Un rapport de l’Institut d’études et de sécurité alerte sur la nécessité d’encadrer l’extraction artisanale de l’or au Bénin pour freiner l’infiltration de ce secteur par les groupes extrémistes violents. Intitulé “Liens entre extrémisme violent et activités illicites au Bénin“, cette étude conduite par Jeannine Ella Abatan et William Assanvo évoque la menace terroriste en lien avec l’extraction artisanale de l’or.

 

“Au fil des années, les autorités béninoises ont pris un certain nombre de mesures visant à mieux contrôler l’extraction artisanale de l’or dans l’Atacora. Un bureau des orpailleurs avait été mis en place pour faciliter la délivrance des autorisations (normalement renouvelables tous les 3 ans) et contrôler les mouvements des orpailleurs.
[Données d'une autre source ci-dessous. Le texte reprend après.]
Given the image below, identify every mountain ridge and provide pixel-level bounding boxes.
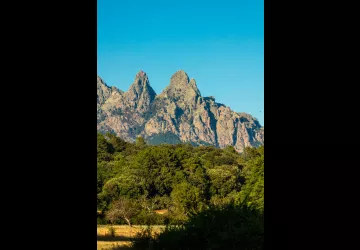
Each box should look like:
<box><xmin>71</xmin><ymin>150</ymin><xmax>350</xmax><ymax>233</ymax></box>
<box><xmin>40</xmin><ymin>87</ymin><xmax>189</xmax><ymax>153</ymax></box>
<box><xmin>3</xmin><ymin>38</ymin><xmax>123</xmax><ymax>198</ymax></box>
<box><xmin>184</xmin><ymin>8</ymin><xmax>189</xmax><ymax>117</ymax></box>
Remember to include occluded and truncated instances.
<box><xmin>97</xmin><ymin>70</ymin><xmax>264</xmax><ymax>152</ymax></box>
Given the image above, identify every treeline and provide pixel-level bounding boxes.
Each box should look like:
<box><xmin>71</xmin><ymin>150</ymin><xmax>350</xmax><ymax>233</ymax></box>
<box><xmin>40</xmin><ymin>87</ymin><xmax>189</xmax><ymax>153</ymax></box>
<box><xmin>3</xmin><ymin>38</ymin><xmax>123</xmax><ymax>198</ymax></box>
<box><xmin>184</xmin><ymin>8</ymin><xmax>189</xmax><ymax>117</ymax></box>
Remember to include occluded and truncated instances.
<box><xmin>97</xmin><ymin>133</ymin><xmax>264</xmax><ymax>225</ymax></box>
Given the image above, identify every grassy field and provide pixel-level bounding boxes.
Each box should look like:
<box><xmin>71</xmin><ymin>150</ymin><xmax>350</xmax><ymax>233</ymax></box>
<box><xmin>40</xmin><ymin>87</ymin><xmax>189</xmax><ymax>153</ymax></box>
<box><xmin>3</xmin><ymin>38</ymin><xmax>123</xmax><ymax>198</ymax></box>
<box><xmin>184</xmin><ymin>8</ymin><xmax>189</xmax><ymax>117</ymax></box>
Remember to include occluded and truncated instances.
<box><xmin>97</xmin><ymin>225</ymin><xmax>164</xmax><ymax>250</ymax></box>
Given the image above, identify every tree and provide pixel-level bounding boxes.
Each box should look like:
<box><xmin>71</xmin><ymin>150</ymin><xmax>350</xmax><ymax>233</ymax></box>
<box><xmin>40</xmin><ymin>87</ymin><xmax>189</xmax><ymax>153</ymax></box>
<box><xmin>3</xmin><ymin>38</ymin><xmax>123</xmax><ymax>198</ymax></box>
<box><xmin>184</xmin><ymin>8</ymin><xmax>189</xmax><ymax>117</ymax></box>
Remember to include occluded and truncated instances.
<box><xmin>106</xmin><ymin>197</ymin><xmax>139</xmax><ymax>227</ymax></box>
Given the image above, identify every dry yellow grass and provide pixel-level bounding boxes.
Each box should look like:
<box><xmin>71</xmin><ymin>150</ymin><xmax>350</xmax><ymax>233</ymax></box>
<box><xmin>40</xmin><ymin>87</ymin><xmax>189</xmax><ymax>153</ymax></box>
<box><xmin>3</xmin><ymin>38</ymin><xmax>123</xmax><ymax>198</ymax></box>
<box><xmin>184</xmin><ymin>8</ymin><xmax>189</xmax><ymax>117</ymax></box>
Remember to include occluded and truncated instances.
<box><xmin>97</xmin><ymin>225</ymin><xmax>164</xmax><ymax>250</ymax></box>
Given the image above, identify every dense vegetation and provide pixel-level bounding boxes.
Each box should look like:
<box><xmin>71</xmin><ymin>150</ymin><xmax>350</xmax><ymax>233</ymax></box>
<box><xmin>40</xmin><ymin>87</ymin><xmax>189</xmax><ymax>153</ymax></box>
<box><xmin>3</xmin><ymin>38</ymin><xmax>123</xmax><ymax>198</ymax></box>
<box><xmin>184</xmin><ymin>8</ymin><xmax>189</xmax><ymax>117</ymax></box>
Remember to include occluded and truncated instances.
<box><xmin>97</xmin><ymin>133</ymin><xmax>264</xmax><ymax>249</ymax></box>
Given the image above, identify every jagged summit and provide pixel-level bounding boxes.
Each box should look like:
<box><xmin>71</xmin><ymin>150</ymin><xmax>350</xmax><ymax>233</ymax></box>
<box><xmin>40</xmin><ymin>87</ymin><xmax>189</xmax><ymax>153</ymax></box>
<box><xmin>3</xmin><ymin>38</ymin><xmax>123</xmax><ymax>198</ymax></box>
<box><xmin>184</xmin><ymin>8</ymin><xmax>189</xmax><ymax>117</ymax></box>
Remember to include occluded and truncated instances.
<box><xmin>97</xmin><ymin>70</ymin><xmax>264</xmax><ymax>152</ymax></box>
Ce bureau n’est cependant pas parvenu à remplir cette fonction de manière efficace. Il n’a pas fait l’unanimité auprès des orpailleurs, certains ayant remis en question sa légitimité à vouloir réglementer l’activité. Dans les faits, aucune autorisation n’aurait été accordée par le bureau depuis 2018.

La principale mesure prise pour encadrer l’orpaillage dans la zone de Kouatena a été la mise en place d’une unité spéciale de police (Police spéciale de Kouatena) dans le but de sécuriser les sites et de procéder au règlement des conflits liés à cette activité. Cette unité avait remplacé une brigade de gendarmerie spéciale, qui était chargée de sécuriser l’ensemble des sites aurifères sans s’opposer à leur exploitation clandestine. Bien que le Commissariat spécial de Kouatena ait contribué à une réduction des cas de braquage et de vol à main armée, son efficacité a été minée par ses moyens humains et matériels limités : personnel insuffisant, absence de moyens roulants à quatre roues, manque de moyens roulants à deux roues.

Le contexte sécuritaire, caractérisé par une menace terroriste aux frontières du Bénin, aurait joué un rôle non négligeable dans la décision d’interdire l’activité d’orpaillage prise par les autorités béninoises en octobre 2021. Cette interdiction s’est accompagnée d’une expulsion des orpailleurs. Des rumeurs sur la présence de terroristes auraient été à l’origine de mesures sécuritaires, avec un renforcement à la même période de la présence militaire dans l’arrondissement de Perma et dans la banlieue de Kouatena, ainsi que l’instauration de patrouilles mixtes. Des campagnes de sensibilisation organisées par le ministère de l’Intérieur et les élus locaux ont été menées afin d’inciter les populations à la vigilance et de les inviter notamment à identifier et à dénoncer les individus suspects“ révèle le rapport. Toute chose nécessitant “une reprise en main et un meilleur encadrement de l’exploitation artisanale de l’or dans l’Atacora“. A cet effet, les auteurs de l’étude préconisent d’établir, au niveau départemental et local, des structures techniques compétentes au sein du ministère des Mines (et notamment de l’Office béninois de recherches géologiques et minières) qui seraient chargées de veiller à l’application de la législation existante en matière d’exploitation minière.

“Dans le même ordre d’idées, la réactivation ou la redynamisation de la cellule chargée des questions minières au niveau départemental pourrait être envisagée. La sensibilisation et la responsabilisation d’acteurs communautaires à la nécessité de respecter les conditions d’accès aux autorisations d’exploitation sont à entreprendre. Par ailleurs, la révision en cours de la loi de 2006 portant code minier et fiscalités minières en République du Bénin offre l’occasion de repenser, en concertation avec toutes les parties prenantes, l’encadrement de l’orpaillage dans le pays afin de l’adapter aux défis auxquels ce secteur pourvoyeur d’emplois fait face. La présence sur les sites d’orpaillage de ressortissants provenant de plusieurs pays de la région souligne la nécessité de mettre en place des dispositifs de suivi et de contrôle des flux migratoires, en collaboration avec les autorités et les acteurs locaux. Cette démarche passe également par le renforcement de la collaboration entre forces de sécurité et populations. Il apparaît nécessaire de consolider les capacités opérationnelles de la Police spéciale de Kouatena en la dotant de moyens humains et matériels adéquats“ lit-on également.